I don’t understand this. Oh, I’m sure that with the popularity of series books—You know, number 37 in the “Boys in Love,” sequence of novellas—amorphous endings are probably the regular fare. (I don’t read series books. I read the first book in a very long series by an established M/M romance writer and, yes, the ending was as abrupt as a bull’s ire just released from the chute. Suffice it to say, I didn’t buy the next book in the series.)
Then, of course, is what appears to me to be the tendency of many M/M authors to concentrate on quantity rather than quality. I won’t pursue this thought, other than to suggest no matter how quickly you’re cranking them out, you can still give them a plausible ending.
Oh. In my prior post—my first—I promised an excerpt from “Whispers of Old Winds,” a short story published by Dreamspinner press in their 2015 Advent Calendar.
I’D ONCE told Michael about the Navajo kid in my unit who believed the lore of his ancestors was true and irrefutable. The kid’s name was Joe Hill, and his eyes would sparkle and his arms and hands would speak a language of their own when he’d sit with me and retell the stories he’d been told as a child by his grandparents and the elders of his tribe. There was the Sun God, who rode from east to west each day on one of his five horses, carrying the sun with him.
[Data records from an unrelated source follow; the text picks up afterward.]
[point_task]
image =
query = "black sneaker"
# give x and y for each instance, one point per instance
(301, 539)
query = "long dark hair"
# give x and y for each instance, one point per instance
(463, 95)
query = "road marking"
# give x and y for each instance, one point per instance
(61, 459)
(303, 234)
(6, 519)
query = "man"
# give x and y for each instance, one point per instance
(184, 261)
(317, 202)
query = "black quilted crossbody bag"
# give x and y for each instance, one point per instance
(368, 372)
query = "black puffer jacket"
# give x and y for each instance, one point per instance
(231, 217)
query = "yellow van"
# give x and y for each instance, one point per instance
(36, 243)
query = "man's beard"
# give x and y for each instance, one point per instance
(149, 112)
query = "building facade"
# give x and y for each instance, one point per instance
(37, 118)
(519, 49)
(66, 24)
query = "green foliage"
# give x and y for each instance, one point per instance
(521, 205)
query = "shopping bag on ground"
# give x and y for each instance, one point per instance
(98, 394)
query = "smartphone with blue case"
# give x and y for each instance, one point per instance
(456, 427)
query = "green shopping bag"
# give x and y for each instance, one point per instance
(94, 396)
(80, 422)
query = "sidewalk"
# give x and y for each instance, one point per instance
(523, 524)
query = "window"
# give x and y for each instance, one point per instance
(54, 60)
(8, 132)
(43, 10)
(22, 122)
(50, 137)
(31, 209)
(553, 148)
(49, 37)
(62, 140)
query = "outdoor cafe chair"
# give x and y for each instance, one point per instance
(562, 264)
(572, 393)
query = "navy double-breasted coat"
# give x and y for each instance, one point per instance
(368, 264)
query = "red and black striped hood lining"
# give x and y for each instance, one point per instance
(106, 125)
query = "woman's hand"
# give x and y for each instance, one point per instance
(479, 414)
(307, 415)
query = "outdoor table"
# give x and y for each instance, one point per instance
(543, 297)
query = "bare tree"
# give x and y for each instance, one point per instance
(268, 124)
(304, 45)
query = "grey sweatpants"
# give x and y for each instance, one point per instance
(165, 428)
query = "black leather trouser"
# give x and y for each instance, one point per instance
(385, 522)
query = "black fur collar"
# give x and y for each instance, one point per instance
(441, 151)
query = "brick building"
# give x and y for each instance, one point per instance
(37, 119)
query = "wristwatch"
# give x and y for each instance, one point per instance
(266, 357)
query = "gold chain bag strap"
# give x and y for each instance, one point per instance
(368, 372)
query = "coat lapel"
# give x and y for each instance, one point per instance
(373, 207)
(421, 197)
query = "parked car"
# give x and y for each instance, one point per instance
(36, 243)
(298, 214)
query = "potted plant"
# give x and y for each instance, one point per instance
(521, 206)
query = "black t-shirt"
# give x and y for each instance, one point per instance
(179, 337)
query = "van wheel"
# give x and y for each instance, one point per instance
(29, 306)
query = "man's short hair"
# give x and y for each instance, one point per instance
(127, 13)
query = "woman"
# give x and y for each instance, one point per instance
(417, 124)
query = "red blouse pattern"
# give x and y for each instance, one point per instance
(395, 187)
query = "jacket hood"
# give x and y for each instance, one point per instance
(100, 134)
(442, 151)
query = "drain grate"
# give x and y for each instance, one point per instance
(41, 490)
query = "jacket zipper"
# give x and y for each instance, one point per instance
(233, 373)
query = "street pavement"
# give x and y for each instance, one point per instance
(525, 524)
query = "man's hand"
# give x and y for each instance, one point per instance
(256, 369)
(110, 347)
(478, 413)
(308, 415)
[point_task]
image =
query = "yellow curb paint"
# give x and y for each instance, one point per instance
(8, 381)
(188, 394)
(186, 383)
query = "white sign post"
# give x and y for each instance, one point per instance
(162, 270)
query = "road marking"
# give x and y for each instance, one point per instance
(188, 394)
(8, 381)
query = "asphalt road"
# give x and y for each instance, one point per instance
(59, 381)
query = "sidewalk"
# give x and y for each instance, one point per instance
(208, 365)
And Spider Woman, who sat upon Spider Rock and taught the Navajo how to weave on a loom, using the sky and the earth as materials, with lightning and sun halos to perfect the strength, vibrance, and beauty of the weave. There was the First Woman, who married the Sun God and gave birth to the Sun God’s child, and then, after resting under a cliff and being sprinkled with stream water, she gave birth to the Water God’s child. Yes, and there were the stories of creatures who were once human but became shape-shifters through witchcraft when they desired to change or when the situation called for it. Joe called these creatures skinwalkers, who could take the form of the animals of the forest, desert, and plains.
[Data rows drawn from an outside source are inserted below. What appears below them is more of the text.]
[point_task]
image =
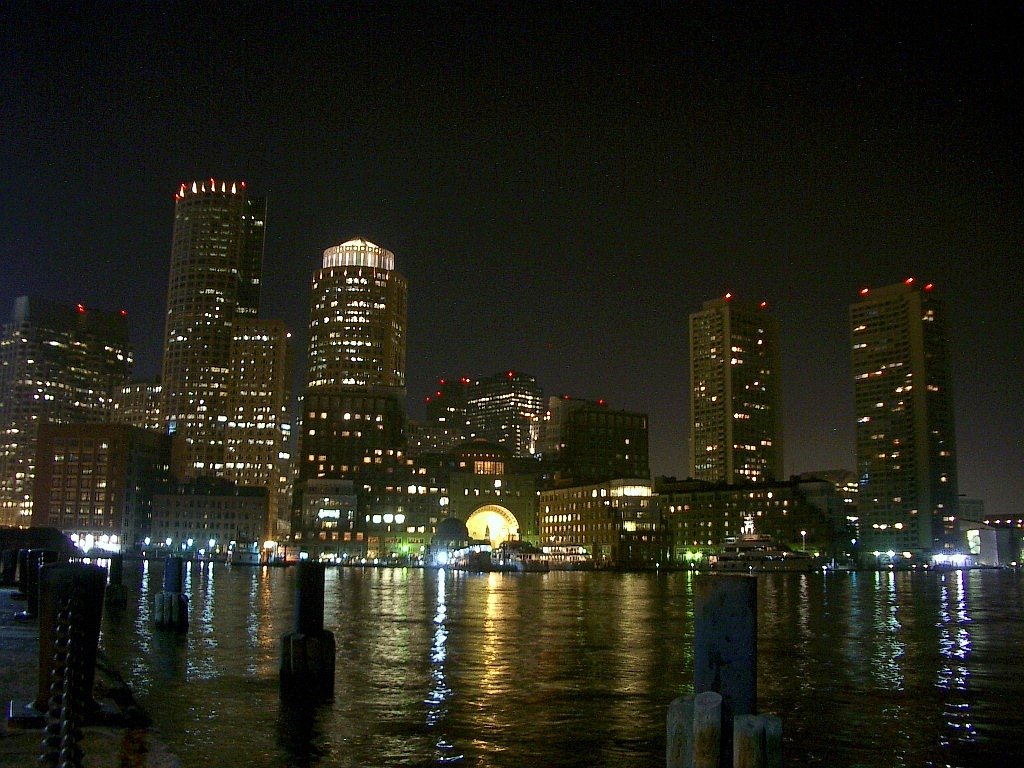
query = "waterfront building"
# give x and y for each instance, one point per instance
(207, 513)
(699, 516)
(95, 482)
(735, 393)
(506, 409)
(216, 261)
(137, 403)
(905, 440)
(329, 513)
(60, 364)
(494, 493)
(614, 521)
(585, 441)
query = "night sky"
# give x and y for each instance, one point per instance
(562, 184)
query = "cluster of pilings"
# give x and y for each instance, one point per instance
(718, 727)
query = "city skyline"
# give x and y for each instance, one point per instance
(559, 202)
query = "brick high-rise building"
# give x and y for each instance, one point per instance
(59, 364)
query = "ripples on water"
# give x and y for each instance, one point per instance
(564, 669)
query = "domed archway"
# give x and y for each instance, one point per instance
(494, 523)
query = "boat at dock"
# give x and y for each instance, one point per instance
(751, 552)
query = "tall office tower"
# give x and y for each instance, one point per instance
(59, 364)
(353, 410)
(735, 393)
(357, 318)
(906, 454)
(216, 258)
(585, 441)
(506, 409)
(257, 435)
(445, 425)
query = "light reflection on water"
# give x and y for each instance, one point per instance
(570, 670)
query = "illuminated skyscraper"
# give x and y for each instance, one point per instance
(906, 454)
(735, 397)
(216, 259)
(506, 409)
(357, 318)
(258, 431)
(58, 364)
(353, 410)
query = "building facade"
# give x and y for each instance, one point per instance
(357, 318)
(616, 522)
(207, 513)
(95, 482)
(735, 393)
(137, 403)
(59, 364)
(699, 516)
(353, 410)
(506, 409)
(905, 440)
(257, 435)
(216, 263)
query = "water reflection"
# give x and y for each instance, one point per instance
(954, 648)
(439, 691)
(571, 669)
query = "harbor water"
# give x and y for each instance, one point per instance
(574, 669)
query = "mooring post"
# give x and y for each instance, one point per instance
(83, 586)
(8, 566)
(307, 653)
(36, 559)
(117, 595)
(725, 646)
(171, 608)
(23, 574)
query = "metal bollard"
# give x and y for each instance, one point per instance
(58, 583)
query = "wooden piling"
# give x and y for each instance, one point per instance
(725, 646)
(307, 653)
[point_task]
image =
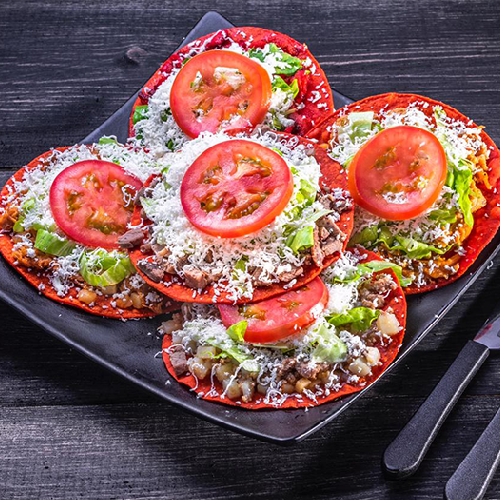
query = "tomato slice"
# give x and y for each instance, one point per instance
(220, 89)
(235, 188)
(92, 202)
(279, 317)
(399, 173)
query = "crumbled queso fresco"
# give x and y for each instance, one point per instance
(304, 365)
(159, 132)
(441, 227)
(265, 249)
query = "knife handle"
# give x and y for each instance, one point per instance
(404, 455)
(474, 474)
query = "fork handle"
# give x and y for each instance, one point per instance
(404, 455)
(473, 475)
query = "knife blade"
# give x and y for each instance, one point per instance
(405, 454)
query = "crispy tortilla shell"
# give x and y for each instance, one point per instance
(314, 88)
(333, 176)
(486, 219)
(102, 305)
(388, 352)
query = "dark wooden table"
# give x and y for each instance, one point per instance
(68, 428)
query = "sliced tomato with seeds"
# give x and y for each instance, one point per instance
(92, 202)
(235, 188)
(220, 89)
(399, 173)
(280, 317)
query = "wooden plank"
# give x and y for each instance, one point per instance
(70, 429)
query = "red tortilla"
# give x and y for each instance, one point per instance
(102, 306)
(486, 219)
(388, 352)
(332, 176)
(315, 93)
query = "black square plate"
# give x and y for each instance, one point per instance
(126, 349)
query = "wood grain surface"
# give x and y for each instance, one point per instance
(68, 428)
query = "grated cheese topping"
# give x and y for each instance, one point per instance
(202, 326)
(460, 142)
(159, 132)
(265, 249)
(35, 185)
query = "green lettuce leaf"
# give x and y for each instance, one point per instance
(237, 331)
(291, 64)
(53, 244)
(462, 183)
(329, 348)
(444, 215)
(372, 267)
(140, 113)
(101, 268)
(302, 239)
(293, 88)
(414, 249)
(359, 318)
(108, 140)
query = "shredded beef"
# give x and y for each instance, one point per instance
(288, 276)
(374, 292)
(316, 252)
(178, 359)
(153, 271)
(131, 238)
(195, 278)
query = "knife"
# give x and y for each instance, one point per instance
(472, 477)
(405, 454)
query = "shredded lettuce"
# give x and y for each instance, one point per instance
(360, 124)
(53, 244)
(444, 215)
(372, 267)
(328, 348)
(26, 207)
(302, 239)
(107, 140)
(359, 318)
(293, 88)
(102, 268)
(231, 348)
(414, 249)
(462, 184)
(140, 113)
(289, 64)
(237, 331)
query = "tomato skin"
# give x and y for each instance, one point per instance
(406, 161)
(277, 318)
(94, 215)
(219, 102)
(236, 188)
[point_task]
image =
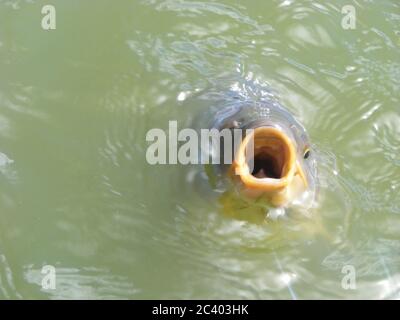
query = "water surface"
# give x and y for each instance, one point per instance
(77, 193)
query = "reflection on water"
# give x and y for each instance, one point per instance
(77, 193)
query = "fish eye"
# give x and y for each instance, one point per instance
(306, 154)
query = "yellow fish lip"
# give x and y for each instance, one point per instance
(274, 156)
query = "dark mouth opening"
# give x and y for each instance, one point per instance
(271, 156)
(266, 166)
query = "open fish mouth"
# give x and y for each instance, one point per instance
(271, 166)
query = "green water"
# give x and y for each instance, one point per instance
(77, 193)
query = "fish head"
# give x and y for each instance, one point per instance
(274, 159)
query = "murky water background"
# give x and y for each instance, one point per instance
(76, 191)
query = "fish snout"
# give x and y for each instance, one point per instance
(267, 165)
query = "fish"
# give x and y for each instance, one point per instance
(283, 171)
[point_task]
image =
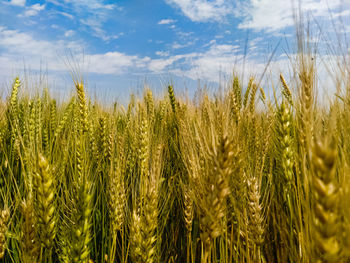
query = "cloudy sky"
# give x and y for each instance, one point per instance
(119, 45)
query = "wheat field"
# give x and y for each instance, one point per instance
(234, 176)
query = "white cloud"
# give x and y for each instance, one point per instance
(163, 53)
(18, 2)
(271, 15)
(204, 10)
(33, 10)
(166, 21)
(69, 33)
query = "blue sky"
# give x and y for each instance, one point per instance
(120, 45)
“Did you believe the story about the skinwalkers?” Michael asked, his head resting on his arms as he lay on the rug of many colors in front of the rock-lined fireplace. The fire reflected in his brown eyes, and also the crystal glass into which I’d just poured more red wine. His hair, too, shined with the rise and fall of the flames.
“I think he believed it. He was a good kid—a good soldier. He was from northwestern New Mexico.”
The deadly quiet mountain night was upon us, the only illumination in the cabin coming from the fire. The rug provided its own heat, the Puebloan weavers surely having infused it with their own ancestral lore. I sat cross-legged in front of Michael and concluded that any happiness I’d ever sought in this world was at hand. I knew this simple moment would reside forever in that place in my mind where such precious things are stored for later retrieval, for the times when they’re needed the most.
“Were there skinwalkers in Iraq? Afghanistan?” Michael asked.
“Several incidences. Or so Joe said.”
“But you believed him?”
“To a point.” I paused to sip wine.
Michael sat up, faced me, and crossed his legs like mine. “Tell me,” he said, with the expression on his face that had come to explain so much about the man that fate or dumb luck or heaven above had brought into my life when I had needed him the most. It expressed Michael’s insatiable hunger for truths that were hidden behind opaque surfaces; he yearned to get to the bottom of things.